Ruskie video chati dating the one month barrier
By the time, Ms Kanwar was old enough to marry in 1998 and the village was preparing to welcome a groom for the first time in six generations, there were reportedly five girls in the village (today, the number has gone up to 13 girls but they are all below the age of 14) that was home to at least 150 Rajput families at the time.
The event was considered to be a landmark in the village's shameful history of female infanticide and some even cautiously hailed the wedding as a sign of changing times and evolving values.
It seeks to manufacture divisiveness at a time of national unity, which is despicable.
It tries to taint a perfectly legitimate secular gesture by a well-governed State through the bogey of communal bias.

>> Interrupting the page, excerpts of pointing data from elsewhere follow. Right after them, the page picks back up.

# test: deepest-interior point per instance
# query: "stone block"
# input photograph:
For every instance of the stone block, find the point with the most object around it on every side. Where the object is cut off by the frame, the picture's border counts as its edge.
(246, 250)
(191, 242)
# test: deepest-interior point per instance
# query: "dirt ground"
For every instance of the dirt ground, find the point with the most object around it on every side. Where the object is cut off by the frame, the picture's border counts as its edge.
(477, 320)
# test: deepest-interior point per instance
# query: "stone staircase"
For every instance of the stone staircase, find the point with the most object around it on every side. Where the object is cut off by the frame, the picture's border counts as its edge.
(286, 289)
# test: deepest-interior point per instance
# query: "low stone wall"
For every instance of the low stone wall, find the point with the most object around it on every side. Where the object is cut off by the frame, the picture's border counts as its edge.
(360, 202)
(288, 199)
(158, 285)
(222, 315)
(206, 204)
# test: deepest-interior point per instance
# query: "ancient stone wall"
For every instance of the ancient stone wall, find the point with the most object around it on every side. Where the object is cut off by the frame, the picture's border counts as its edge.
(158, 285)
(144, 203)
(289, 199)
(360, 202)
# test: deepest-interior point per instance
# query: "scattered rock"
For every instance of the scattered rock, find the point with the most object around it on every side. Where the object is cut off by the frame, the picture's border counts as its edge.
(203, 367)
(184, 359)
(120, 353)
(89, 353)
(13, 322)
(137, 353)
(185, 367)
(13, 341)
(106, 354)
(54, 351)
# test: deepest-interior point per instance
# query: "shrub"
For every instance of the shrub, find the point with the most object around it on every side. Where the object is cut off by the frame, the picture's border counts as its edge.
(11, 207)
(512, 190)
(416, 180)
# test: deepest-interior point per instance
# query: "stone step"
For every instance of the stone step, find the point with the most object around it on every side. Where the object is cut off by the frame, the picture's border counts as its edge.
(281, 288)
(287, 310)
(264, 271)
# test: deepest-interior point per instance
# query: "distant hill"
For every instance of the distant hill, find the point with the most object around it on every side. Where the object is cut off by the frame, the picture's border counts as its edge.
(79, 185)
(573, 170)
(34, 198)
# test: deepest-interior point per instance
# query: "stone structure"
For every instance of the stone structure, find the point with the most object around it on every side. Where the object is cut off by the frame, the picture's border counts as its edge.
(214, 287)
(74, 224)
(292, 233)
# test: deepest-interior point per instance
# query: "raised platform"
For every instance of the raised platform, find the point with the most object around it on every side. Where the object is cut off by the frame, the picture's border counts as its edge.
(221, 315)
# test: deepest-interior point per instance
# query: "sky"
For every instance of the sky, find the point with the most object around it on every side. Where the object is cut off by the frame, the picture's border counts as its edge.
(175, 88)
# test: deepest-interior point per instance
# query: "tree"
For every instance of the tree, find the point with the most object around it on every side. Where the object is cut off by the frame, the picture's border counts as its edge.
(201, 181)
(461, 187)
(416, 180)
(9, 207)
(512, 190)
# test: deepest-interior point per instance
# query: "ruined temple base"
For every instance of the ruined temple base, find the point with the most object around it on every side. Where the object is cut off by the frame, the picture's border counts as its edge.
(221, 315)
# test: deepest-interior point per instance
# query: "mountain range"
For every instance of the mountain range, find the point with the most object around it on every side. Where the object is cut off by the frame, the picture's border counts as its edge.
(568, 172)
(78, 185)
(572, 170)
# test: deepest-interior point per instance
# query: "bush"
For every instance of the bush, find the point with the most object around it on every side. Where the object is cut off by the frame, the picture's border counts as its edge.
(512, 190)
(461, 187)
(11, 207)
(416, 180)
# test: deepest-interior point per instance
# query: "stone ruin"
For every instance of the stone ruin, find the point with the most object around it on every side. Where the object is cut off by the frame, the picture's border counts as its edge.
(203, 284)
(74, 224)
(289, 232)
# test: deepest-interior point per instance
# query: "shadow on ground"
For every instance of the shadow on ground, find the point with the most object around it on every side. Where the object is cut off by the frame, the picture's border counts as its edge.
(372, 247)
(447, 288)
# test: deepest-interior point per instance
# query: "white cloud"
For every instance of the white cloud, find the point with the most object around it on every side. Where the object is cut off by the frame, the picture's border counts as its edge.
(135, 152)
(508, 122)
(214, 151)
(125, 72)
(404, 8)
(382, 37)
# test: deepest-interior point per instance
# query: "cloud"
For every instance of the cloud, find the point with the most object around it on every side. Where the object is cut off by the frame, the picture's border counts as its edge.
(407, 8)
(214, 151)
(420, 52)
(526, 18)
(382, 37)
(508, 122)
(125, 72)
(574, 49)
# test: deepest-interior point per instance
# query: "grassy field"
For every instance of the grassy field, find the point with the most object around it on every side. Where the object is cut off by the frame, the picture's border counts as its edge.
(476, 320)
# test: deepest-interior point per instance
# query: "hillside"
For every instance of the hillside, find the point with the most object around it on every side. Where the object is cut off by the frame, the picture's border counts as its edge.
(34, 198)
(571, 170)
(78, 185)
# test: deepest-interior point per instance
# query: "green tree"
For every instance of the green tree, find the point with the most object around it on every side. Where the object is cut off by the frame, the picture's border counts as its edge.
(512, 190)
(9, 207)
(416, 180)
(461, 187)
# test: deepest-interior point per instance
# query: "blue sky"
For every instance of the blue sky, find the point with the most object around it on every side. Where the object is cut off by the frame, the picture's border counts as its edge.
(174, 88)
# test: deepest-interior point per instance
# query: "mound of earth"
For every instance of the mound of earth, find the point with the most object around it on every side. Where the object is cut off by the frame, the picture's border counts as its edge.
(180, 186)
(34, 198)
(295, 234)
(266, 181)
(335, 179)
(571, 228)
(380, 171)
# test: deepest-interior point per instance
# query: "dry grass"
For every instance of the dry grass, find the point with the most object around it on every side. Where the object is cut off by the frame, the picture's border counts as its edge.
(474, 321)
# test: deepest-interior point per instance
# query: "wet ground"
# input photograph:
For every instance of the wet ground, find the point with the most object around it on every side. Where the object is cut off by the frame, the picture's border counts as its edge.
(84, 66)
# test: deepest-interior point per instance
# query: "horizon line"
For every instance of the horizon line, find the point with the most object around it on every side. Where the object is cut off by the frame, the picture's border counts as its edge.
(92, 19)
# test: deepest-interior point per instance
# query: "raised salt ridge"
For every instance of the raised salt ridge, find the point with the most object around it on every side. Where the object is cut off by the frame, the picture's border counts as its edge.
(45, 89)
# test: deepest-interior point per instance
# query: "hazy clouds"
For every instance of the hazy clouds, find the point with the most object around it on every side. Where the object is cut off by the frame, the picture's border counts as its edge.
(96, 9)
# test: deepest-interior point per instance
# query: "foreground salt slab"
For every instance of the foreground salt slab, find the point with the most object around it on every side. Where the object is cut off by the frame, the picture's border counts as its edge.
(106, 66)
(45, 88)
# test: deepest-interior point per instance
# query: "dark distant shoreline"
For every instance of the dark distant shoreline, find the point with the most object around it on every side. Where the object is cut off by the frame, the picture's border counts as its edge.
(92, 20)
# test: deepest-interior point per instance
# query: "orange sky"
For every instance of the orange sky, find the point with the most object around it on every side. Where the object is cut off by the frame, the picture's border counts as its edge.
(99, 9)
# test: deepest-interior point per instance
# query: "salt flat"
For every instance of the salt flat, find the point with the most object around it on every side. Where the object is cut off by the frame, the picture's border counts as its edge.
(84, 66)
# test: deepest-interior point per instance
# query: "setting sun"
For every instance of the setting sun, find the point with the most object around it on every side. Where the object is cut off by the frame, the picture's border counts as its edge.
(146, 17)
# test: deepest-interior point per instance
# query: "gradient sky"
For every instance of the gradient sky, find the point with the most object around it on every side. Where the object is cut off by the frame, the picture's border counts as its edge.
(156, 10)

After all, the BCCI's own stock has soared on account of Team India's sterling performance.
That said, a line needs to be drawn to demarcate the acceptable from that which is patently unacceptable.
Thirteen-years-ago when Gulab Kanwar married Banne Singh in a remote village in Rajasthan, her wedding made it to the front pages of national dailies.
But when Ms Kanwar was born, her father who at the time was mourning for his son who had died two weeks ago, defied village norms and chose to protect his daughter.
Soon his uncle and brother too followed in his footsteps and let their little girls stay alive.
The murder of Ms Kanwar's daughter is a tragic reminder of our collective failure as a nation to protect our girls and serves to explain India's appalling and consistently declining child sex ratio, as revealed by the 2011 Census.
From 978 girls to every 1,000 boys in 1961 to 927 in 2001, India is now down to 914.